By John Bradley and Carrie Bradley
As part of our quest to keep our collective finger on the global pulse, every month we take part in a Zoom meeting with expert marketing academics and practitioners from around the world. The topic of the last meeting was, “How will future history judge the performance of the marketing profession during the 2020-2021 global pandemic?”
The answers were fairly unequivocal. We collectively agreed on a D-minus.
If this lowly score surprises you, bear in mind that “future history” is not the same thing as “advertising awards panel.” There is good work being done at the tactical level, there always is. But measured by the impact marketing has in the now-virtual c-suite, there can be no question that the marketing profession has lost ground.
We collectively determined there were three over-riding factors at play in this loss of influence at the business strategy level: the rising prominence of disciplines more focused on business continuity; a reduction in marketers’ ability to be the authentic voice of consumers (and value chain intermediaries); and the longer-term perceptual change of marketing in the c-suite from brand builders to sales activators, something that compounds the other two factors.
Let us consider each in turn.
Firstly, there can be no doubt that the pandemic has completely changed the nature of business strategy discussions. Initially, for companies making and selling goods, it was supply chain that stepped up, ensuring continuity in the supply of raw materials and packaging. For services companies, IT was the go-to function to enable the dispersal of call centres, service centres and the like to a working-from-home configuration. But, as the pandemic wore on and the initial Zoom novelty wore off, HR professionals suddenly found themselves the centre of attention in coming up with company-wide solutions to burnout. Marketing’s contribution to all this? Sidelined, replacing HR and IT as the last to speak and the least heard.
Secondly, an interesting consequence of corporate travel bans has been the impact on marketers’ ability to bring back intel from the field. Good marketers were never in the office much anyway. They were out visiting call centres, meeting with customers, listening to consumers, shopping with consumers, filling dishwashers with consumers. The insights gleaned from such interactions were used in two ways: food to nurture future programmes, and ammunition to launch at other business functions to get their acts together in delivering the current standards of products and services. Both these critical business interventions have now all but ceased, along with the business-wide influence for the marketing function they used to bring.
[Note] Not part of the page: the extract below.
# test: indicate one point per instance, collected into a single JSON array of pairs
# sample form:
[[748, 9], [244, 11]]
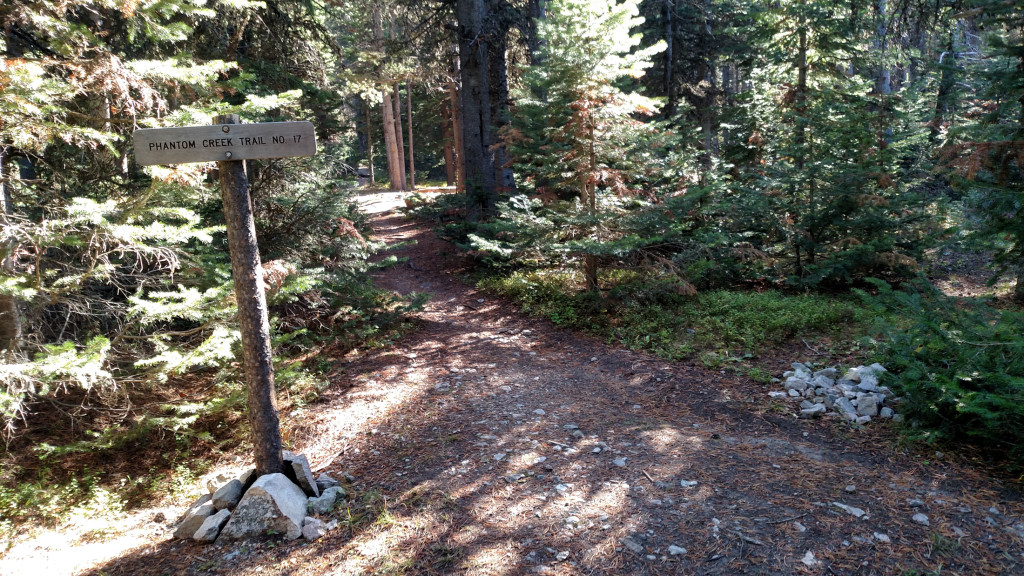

Finally, these seismic shifts have been compounded by an own goal long in the making. Binet & Field’s recommendation of splitting marketing spend 60/40 between brand building and sales activation has been a much-valued finding. But, unfortunately, that’s not how it looks to everyone else in the virtual c-suite. Time spent, activities launched, measures of efficiency and effectiveness do not split 60/40; it’s more like 5/95. Marketers today look and sound like tacticians, not strategists, a problem made even worse by the loss of productive time in the field.
All the time filled gleaning those valuable insights about the present and the future has been redirected to even more agency pestering. “Give me five ideas by end today for tweets about World IBD Day” fired off to the agency has replaced “Why is our stock rotation so bad in Retailer X?” impaling the regional sales manager.
However, the obituary of marketing has been written more than once before, and the discipline has evolved to head off irrelevance, as it must do again. A D-minus can be turned around by gaining extra credits.
Those extra credits, we believe, lie in finding new ways – and time – to radically increase engagement with the rest of the business and with consumers. Since time is finite, our favored great leap forward lies in delegating tactical sales activation to agencies – trust them to spread their wings, and hold them accountable if they don’t, supported by a new effectiveness/reward model.
For what can happen when marketers just talk to themselves, Gillette is bottom of the class. While they were commendably making ads about male toxicity, they completely missed the two biggest category trends of the last decade: a new business model – DTC – and two new consumer preferences – beards and body-shaving.
Don’t let that happen to you. Marketers, of all people, should know that reputation, once lost, is very hard to recover.
John Bradley and Carrie Bradley are managing partners of The Bradley Group.